樹精再也忍耐不住,一頭撞向了身旁建木粗壯的枝椏,一下,又一下。


    周遊在旁看的吃驚無比。他還從沒看見過這樹精有過如此狼狽的模樣。


    看樣子,那條突然出現的蟲子,應該不是原本就存在於鍾阿櫻腦子裏的。蟲子大約是跟建木的花朵有些關係。


    隻是,花兒怎麽會生出蟲子呢?周遊仍是想不通。


    “怎麽,疼了?”


    正在周遊思忖間,就聽少年的聲音在不遠處冷冷響起:“你竟還能覺出痛來?這可真是稀罕,你可是草木之屬的王啊。”


    “啊——這是什麽鬼東西……”樹精繼續不停慘叫著,“你……你這是什麽道理……我就算是草木之屬,也總是有感覺的啊!”


    少年的聲音絲毫不帶波瀾道:“草木之屬當然會有感覺,不過那都是在你們草木能夠承受消化範圍內的感覺,不至於令你要死要活的……不然的話,你又怎麽會使用那諸多蟲屬傷人?”


    周遊聽了不由點點頭。
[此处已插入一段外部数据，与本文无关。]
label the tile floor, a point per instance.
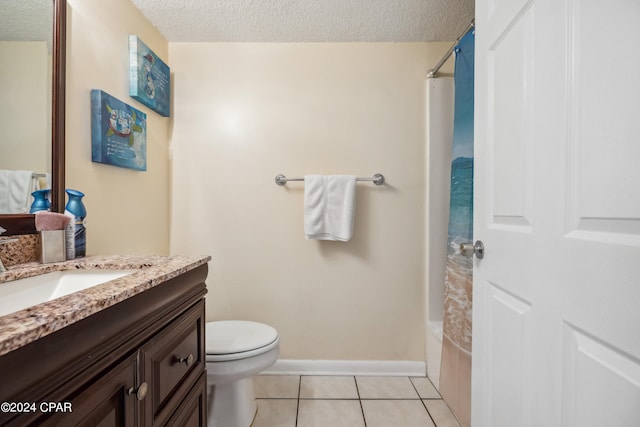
(347, 401)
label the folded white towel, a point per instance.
(329, 207)
(15, 191)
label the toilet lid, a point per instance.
(237, 336)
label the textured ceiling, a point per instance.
(29, 20)
(308, 20)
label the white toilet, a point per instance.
(236, 350)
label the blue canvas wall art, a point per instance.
(149, 77)
(118, 132)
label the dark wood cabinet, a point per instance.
(138, 363)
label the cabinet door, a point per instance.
(172, 362)
(193, 410)
(106, 402)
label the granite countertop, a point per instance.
(22, 327)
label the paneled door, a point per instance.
(556, 322)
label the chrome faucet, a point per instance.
(2, 242)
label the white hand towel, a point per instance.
(329, 207)
(15, 191)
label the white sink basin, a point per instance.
(20, 294)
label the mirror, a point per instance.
(35, 85)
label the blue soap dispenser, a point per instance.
(40, 201)
(76, 232)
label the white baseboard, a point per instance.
(348, 367)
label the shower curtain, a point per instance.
(455, 373)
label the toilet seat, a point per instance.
(238, 339)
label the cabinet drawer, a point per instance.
(172, 362)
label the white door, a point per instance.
(556, 322)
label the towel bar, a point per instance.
(377, 179)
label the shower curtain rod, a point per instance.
(432, 72)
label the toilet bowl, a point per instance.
(235, 351)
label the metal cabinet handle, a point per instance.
(186, 360)
(140, 392)
(468, 249)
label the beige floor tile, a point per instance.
(425, 388)
(328, 387)
(405, 413)
(386, 388)
(276, 413)
(441, 413)
(276, 386)
(334, 413)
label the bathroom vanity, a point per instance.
(130, 351)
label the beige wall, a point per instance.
(247, 112)
(127, 211)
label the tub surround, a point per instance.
(25, 326)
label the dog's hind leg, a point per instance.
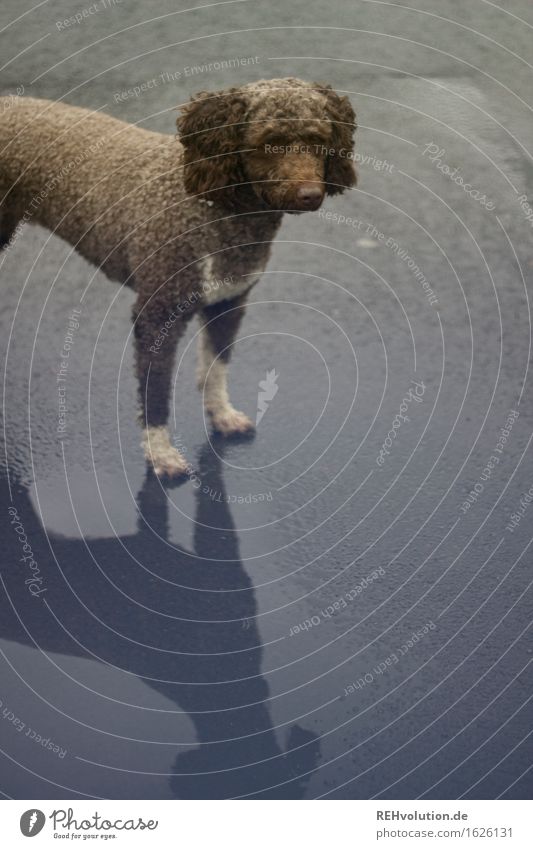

這話有理。樹精曾操縱或叫他的屬下操縱的那些怪蟲,個個都不好惹,固然能被當成傷人的利器,但是操控蟲子的人若是不慎,或者自己能力有限,也容易被這些怪蟲反噬。既然樹精敢用蟲子,而且還大肆濫用,那就說明他有足夠的信心能保證蟲子不會反噬。


    原本周遊以為樹精的這份兒信心來自於雲夜永這個有控蟲之術的,但現在來看,除了雲門的控蟲術,樹精的草木屬性也是抵禦蟲子反噬的天然保障。


    草木雖然也會遭受蟲害,可它們在與蟲害的世世代代的抗爭中,卻早已摸索出了一套極為融洽的相處之道。所以草木之屬與蟲子的關係,更多的還是互利互惠,相互依存;即使會有相克害的情形,卻也往往是為了各自族群的更長久的繁衍,所以相克,仍是為了相生。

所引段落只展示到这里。